Бриг вонзался в сырую мглу. Его реи были как в вате, паруса волглые и тяжелые. Он походил на те загадочные корабли, о которых любили толковать "сурки" — отставные матросы Кронштадтской божедомки.
Все же на часок-другой солнышко кое-как одолевало грязную ветошь туч и мягко, словно бы виновато, освещало берег Аляски. Где-то здесь, среди насупленных нагих скал, Коцебу предполагал нащупать если и не широко распахнутые ворота, то хотя бы лазейку в тихоокеанское начало Северо-Западного прохода, того самого, что приведет к зеленоватым просторам Атлантики.
Где-то здесь… День за днем — медлительное плавание. Шурх-шурх камлайки — расхаживают вахтенные. Штурманские ученики с секстантами в руках караулят солнечный луч.
За мысом принца Уэльского нашли островок, дали ему имя Сарычева, вице-адмирала и гидрографа. Потом бухту нашли, не обозначенную в атласах.
— Поздравляю, Глеб Семенович. Думаю назвать бухтой Шишмарева.
Шишмарев тронут, но ворчит:
— Господин капитан, вы могли бы сыскать для вашего лейтенанта кое-что получше.
— Ах, вот оно что, — поддельно негодует Коцебу. — Хорошо-с, сударь, еще не поздно. Не угодно ль предложить имя сей прелестной бухте?

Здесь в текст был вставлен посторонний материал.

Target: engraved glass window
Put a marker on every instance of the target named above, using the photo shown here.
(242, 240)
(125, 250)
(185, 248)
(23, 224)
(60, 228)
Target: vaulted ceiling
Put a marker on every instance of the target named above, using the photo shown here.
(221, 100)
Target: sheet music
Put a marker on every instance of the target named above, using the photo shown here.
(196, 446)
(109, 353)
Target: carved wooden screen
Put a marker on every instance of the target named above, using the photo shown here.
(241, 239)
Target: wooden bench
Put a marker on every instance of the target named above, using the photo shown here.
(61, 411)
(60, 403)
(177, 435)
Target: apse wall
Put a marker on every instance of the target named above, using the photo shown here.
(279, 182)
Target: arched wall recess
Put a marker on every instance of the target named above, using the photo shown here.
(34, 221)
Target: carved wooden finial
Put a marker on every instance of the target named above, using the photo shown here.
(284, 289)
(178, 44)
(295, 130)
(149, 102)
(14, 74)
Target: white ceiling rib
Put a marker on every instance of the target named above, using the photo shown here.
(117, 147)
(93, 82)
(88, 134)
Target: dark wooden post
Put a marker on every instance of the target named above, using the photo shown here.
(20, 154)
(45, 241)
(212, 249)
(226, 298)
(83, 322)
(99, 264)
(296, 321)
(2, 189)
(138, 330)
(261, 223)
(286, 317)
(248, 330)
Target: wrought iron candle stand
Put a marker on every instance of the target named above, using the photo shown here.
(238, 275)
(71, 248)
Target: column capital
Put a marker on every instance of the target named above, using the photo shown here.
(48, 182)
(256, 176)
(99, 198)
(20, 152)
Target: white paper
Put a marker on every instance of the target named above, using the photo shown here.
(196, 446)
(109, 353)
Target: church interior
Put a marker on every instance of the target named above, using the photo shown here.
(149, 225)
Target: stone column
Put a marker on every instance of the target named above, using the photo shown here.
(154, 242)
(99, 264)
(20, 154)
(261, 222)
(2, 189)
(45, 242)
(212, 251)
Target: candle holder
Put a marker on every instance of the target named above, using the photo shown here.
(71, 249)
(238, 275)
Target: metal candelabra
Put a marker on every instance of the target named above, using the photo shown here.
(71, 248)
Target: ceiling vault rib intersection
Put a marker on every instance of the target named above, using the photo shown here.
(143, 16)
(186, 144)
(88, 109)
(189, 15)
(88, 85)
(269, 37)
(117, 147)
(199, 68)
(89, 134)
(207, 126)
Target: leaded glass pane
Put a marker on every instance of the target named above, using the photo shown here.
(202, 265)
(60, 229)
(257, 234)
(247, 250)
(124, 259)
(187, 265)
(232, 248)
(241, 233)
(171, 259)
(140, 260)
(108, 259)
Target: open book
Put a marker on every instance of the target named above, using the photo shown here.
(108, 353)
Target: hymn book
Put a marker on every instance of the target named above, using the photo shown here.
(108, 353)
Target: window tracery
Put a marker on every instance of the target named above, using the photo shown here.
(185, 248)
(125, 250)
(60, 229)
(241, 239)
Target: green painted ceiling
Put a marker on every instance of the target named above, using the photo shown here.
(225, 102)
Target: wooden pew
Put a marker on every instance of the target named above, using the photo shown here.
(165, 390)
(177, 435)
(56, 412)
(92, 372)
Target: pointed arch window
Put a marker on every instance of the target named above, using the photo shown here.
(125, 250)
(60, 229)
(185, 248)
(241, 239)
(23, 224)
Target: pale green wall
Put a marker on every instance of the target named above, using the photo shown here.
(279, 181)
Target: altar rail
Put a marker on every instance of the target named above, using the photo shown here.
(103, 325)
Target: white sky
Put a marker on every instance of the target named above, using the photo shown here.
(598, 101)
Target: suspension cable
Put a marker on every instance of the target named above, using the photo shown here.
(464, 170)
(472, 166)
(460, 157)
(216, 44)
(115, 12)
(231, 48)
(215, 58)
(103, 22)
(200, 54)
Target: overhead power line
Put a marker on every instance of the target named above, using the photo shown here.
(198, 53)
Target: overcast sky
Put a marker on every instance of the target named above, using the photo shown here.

— Угодно, — отвечает Шишмарев, сияя полной луной.
— Пожалуйста.
— Бухта… бухта… Шишмарева! — И он хохочет. Лучше один рябчик в руках" чем два на ветке.
Коцебу усмехается. Нет, черт возьми, он не ошибся, подбирая помощника. Прежде они были знакомы, как знакомы все кронштадтские, и даже дружны. Но только теперь, как говорится, съели пуд соли — морской соли.
Удары судового колокола отмеряли часы, страницы шканечного журнала — дни. И уже недалеко было время, когда согласно инструкции Коцебу следовало ворочать на юг: в зимнюю пору предписывалось исследование низких широт океана. Очень скоро придется сказать Северу прости-прощай до будущего года. Очень скоро. А заветного прохода в Атлантику нет как нет.
Наступило 1 августа 1816 года. Ничем не отличимый день от других — с утренней приборкой, с чаепитием, со сменой вахты. И вдруг тот первый августовский день ярко высветился из вереницы прочих.
Никто не мог сказать, что это. Залив или пролив? И оттого замерли сердца и у сдержанного капитана, и у размашистого Шишмарева, и у насмешливого и вместе восторженного Шамиссо, и у доктора Эшшольца, твердившего, что осторожность умозаключений — первое достоинство ученого, и у Логгина Хориса, который, может быть, горячее прочих мечтал о Северо-Западном проходе.